L’Évêché de Majorque a présenté cette semaine comme une proposition artistique «conçue spécifiquement pour le contexte liturgique» une intervention de danse contemporaine célébrée le 15 août dernier, solennité de l’Assomption de la Vierge, dans l’église Saint-Jean-Baptiste de Muro, à Majorque (Baléares).
L’intervention, intitulée El Vol Màgic, n’était pas un spectacle célébré dans le temple en marge des offices. Tant la programmation officielle que les informations diffusées ultérieurement par le diocèse la situent expressément au sein de la célébration : l’Évêché de Majorque assure qu’elle a été conçue pour le «contexte liturgique de la célébration de l’Assomption de la Vierge», tandis que le Consell de Mallorca l’a annoncée comme une intervention «intégrée à la liturgie».
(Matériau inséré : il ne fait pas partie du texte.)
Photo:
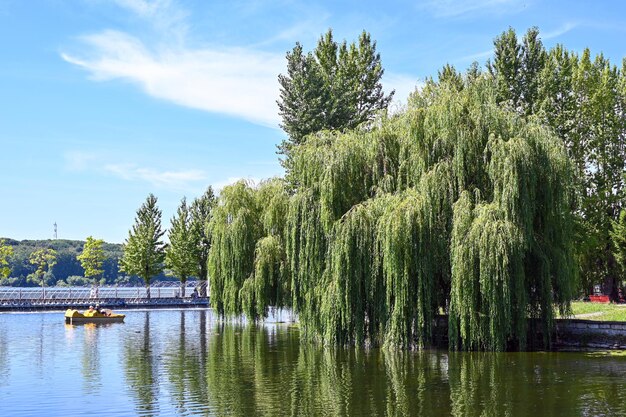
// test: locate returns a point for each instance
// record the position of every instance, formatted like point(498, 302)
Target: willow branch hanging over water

«Son, corps, espace et rituel»
El Vol Màgic a été dirigé par le musicien et anthropologue Txema González et a été développé avec la danseuse et chorégraphe Mar Aguiló, avec la participation de l’organiste Rafel Riera.
Selon l’Évêché, le projet est né d’une recherche sur l’un des rituels du patrimoine culturel majorquin et visait à explorer les relations entre «son, corps, espace et rituel». Durant l’intervention, ajoute le diocèse, la danse, la composition sonore en direct et l’orgue «ont dialogué avec l’architecture du temple et avec la célébration liturgique».
Au projet ont également participé Sebastià Riutort, archiviste de Muro, chargé de la documentation historique, et Carlos Anguera, responsable de la spatialisation sonore et du soutien technique. Ont collaboré la Fondation ACA et la Mairie de Muro.
Le diocèse lui-même précise que la proposition a bénéficié du soutien de Pere Gerard Bestard Muntaner, curé de Saint-Jean-Baptiste de Muro.
Une intervention programmée pour la liturgie de l’Assomption
Il ne s’agissait pas non plus d’une initiative improvisée durant la célébration. L’intervention était programmée à l’avance pour 20h00 le 15 août dans le cadre des activités organisées à l’occasion de la solennité de l’Assomption.
Le programme du Consell de Mallorca la décrivait déjà alors comme «une intervention de danse contemporaine et d’art sonore intégrée à la liturgie de la fête de l’Assomption».
La danse dans la liturgie
Le Saint-Siège a abordé spécifiquement l’introduction de la danse dans la liturgie occidentale il y a un demi-siècle. Dans un texte publié dans Notitiae en 1975, l’ancienne Congrégation pour le Culte Divin distinguait entre les cultures où la danse conserve un caractère proprement religieux et la tradition occidentale, où son incorporation à la célébration liturgique introduit un élément étranger à la nature que culturellement possède la danse.
Le principe général, en tout cas, est repris au numéro 22 de la constitution Sacrosanctum Concilium : «Que personne, même prêtre, n’ajoute, ne retranche ou ne change quoi que ce soit de sa propre initiative dans la liturgie».
L’instruction Redemptionis Sacramentum, publiée en 2004 par la Congrégation pour le Culte Divin et la Discipline des Sacrements, a rappelé à nouveau que la célébration de l’Eucharistie n’est pas à la disposition de la créativité particulière des prêtres ou des fidèles.